A parliamentary assessment group has concluded that Finland’s defence establishment needs additional financing if it is to rectify current shortcomings. According to the group’s chair, the current defence deficit will significantly weaken Finland’s defence capability before the decade is out.

Niinistö Putin seisovat
Finnish President Sauli Niinistö met with Russian President Vladimir Putin in August 2014. Image: Ivan Sekretarev / EPA

The final report on Finland’s long-term defence challenges prepared by a parliamentary assessment group was submitted on Wednesday to Minister of Defence Carl Haglund.

Pointing out the predominance of the Baltic Sea transport corridor for Finland and the increasingly strained relations between Russia and NATO, the report focused on the need for higher operational readiness and improved combat resilience in the Finnish Defence Forces.

Parliamentary assessment group chair Ilkka Kanerva commented on Wednesday that there are too many shortcomings in materiel capabilities within the defence forces at present. Without additional financing, he says, the defence force will be unable to meet its obligations in just a few years.

“There is an unsustainable imbalance between defence force targets and available resources. We can’t make do with less any longer,” Kanerva says.

A push for more funding

The final report did not present any specific solutions for addressing the shortcomings. Nevertheless, Kanerva says the group felt it was justified to recommend gradually increasing financing by some 50 million euros, up to 150 million in 2020 in addition to inflation adjustments. The Left Alliance went on record as the only political party to oppose the group’s conclusions.  

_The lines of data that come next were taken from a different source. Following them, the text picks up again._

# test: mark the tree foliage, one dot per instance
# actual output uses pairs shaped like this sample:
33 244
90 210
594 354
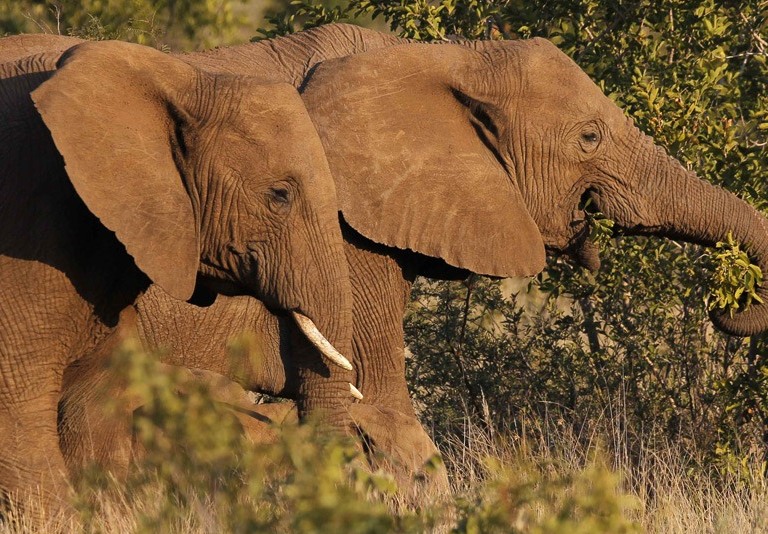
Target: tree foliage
177 23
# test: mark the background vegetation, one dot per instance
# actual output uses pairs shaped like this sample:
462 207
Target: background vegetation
553 369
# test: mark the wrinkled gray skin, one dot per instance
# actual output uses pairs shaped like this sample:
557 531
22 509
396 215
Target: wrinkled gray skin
451 158
196 182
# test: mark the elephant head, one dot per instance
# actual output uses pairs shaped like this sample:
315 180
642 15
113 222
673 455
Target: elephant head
205 179
482 154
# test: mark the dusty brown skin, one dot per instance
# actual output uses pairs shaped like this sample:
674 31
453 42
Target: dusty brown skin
538 136
121 165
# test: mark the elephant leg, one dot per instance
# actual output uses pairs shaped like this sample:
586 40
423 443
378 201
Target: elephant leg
32 469
94 419
397 443
94 424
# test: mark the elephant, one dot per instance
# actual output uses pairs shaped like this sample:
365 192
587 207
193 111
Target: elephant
121 167
415 134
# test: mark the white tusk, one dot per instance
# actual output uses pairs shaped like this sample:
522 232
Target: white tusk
355 392
309 329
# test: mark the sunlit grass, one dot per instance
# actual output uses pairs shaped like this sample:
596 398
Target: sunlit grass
197 472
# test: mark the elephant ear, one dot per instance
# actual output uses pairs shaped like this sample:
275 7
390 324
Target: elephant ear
412 146
111 111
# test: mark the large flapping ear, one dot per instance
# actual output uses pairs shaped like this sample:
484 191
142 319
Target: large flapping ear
410 139
109 109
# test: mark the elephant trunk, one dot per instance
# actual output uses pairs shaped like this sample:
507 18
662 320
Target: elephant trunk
322 339
679 205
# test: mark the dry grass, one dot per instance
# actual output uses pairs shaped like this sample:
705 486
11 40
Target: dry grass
546 481
545 476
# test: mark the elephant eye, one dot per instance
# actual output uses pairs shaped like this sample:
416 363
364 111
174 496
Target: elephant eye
589 139
280 194
279 197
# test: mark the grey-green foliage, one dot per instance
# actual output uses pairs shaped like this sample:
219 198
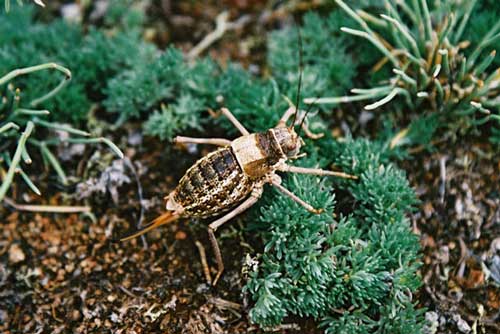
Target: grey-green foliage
94 58
432 75
17 128
355 272
328 67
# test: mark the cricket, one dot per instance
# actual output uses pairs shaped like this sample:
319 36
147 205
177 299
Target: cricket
231 179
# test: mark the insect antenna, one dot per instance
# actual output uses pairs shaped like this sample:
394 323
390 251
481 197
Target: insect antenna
305 116
301 67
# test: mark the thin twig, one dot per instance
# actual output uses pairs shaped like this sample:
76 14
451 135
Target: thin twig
131 166
222 25
15 160
204 263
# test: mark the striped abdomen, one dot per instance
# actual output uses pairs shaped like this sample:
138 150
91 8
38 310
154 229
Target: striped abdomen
214 184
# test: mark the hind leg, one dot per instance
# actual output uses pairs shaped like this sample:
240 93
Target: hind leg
250 201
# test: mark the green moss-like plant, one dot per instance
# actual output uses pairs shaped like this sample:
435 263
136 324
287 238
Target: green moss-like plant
355 271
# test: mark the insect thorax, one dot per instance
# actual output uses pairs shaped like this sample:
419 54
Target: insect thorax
257 153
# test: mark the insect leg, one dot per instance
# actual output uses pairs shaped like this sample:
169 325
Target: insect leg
235 122
210 141
254 197
288 113
309 133
314 171
295 198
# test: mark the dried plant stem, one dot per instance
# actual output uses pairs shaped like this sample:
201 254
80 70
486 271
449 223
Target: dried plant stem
22 71
204 263
15 160
222 25
47 208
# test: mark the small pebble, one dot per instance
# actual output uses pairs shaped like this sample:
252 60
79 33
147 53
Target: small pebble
180 235
462 325
16 254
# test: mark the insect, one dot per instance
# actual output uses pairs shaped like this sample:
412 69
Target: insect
231 179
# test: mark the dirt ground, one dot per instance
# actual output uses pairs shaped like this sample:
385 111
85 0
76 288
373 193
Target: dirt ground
62 273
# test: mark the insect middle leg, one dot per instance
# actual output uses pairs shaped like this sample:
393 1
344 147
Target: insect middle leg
210 141
250 201
295 198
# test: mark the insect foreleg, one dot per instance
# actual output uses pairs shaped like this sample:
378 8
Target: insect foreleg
209 141
235 122
288 113
254 197
295 198
314 171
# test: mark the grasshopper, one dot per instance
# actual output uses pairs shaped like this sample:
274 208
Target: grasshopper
231 179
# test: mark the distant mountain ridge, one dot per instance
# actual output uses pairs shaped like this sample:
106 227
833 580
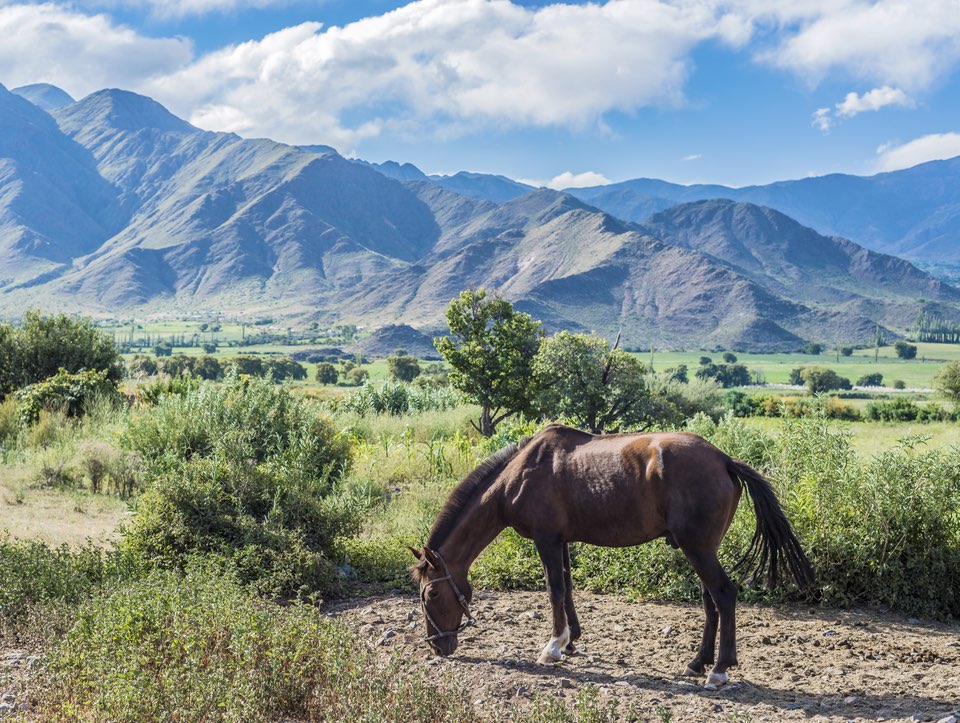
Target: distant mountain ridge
112 204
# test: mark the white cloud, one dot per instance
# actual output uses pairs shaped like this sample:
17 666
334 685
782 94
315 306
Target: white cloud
822 119
576 180
873 100
936 146
902 43
449 66
81 53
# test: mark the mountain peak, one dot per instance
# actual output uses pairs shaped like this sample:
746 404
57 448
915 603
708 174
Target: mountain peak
122 110
46 96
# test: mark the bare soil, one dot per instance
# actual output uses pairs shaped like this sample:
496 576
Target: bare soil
796 663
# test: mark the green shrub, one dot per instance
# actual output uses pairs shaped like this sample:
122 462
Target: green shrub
201 647
277 530
246 421
398 398
68 391
898 409
42 585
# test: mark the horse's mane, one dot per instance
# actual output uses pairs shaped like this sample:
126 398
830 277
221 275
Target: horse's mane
471 485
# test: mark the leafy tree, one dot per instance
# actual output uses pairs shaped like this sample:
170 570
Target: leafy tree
44 345
947 380
403 367
357 376
490 350
821 379
728 375
679 373
327 373
595 387
905 350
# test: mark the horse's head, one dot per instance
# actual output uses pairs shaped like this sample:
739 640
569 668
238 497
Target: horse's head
445 598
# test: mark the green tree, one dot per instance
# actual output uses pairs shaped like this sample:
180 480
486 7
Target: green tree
947 380
403 367
595 387
44 345
490 350
905 350
327 373
821 379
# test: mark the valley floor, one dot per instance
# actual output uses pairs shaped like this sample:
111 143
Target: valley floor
797 662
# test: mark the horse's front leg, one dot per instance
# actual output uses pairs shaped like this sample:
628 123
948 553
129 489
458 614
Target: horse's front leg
572 620
551 554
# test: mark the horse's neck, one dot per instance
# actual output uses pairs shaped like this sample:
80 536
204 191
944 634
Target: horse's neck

“(The financing model) must naturally be considered under the prevailing circumstances, but we are of one mind that Finland cannot afford to neglect materiel investment in its defensive readiness,” says Kanerva.

Kanerva says that warfare’s changing nature in favour of low-intensity hybrid conflicts like the crisis in Ukraine adds specific challenges. The rise in material procurement costs and the depressed economy also make things problematic.

The report concludes that while Finland faces no military threat at this moment, the situation may change. Finland’s location on the border of a military alliance and a neighbour to a great power must be taken into account in issues of overall capacity and development.

The report is intended to provide policy-makers with a basis for discussion as Finland prepares for parliamentary elections in the spring, and more importantly, the next round of government budget negotiations.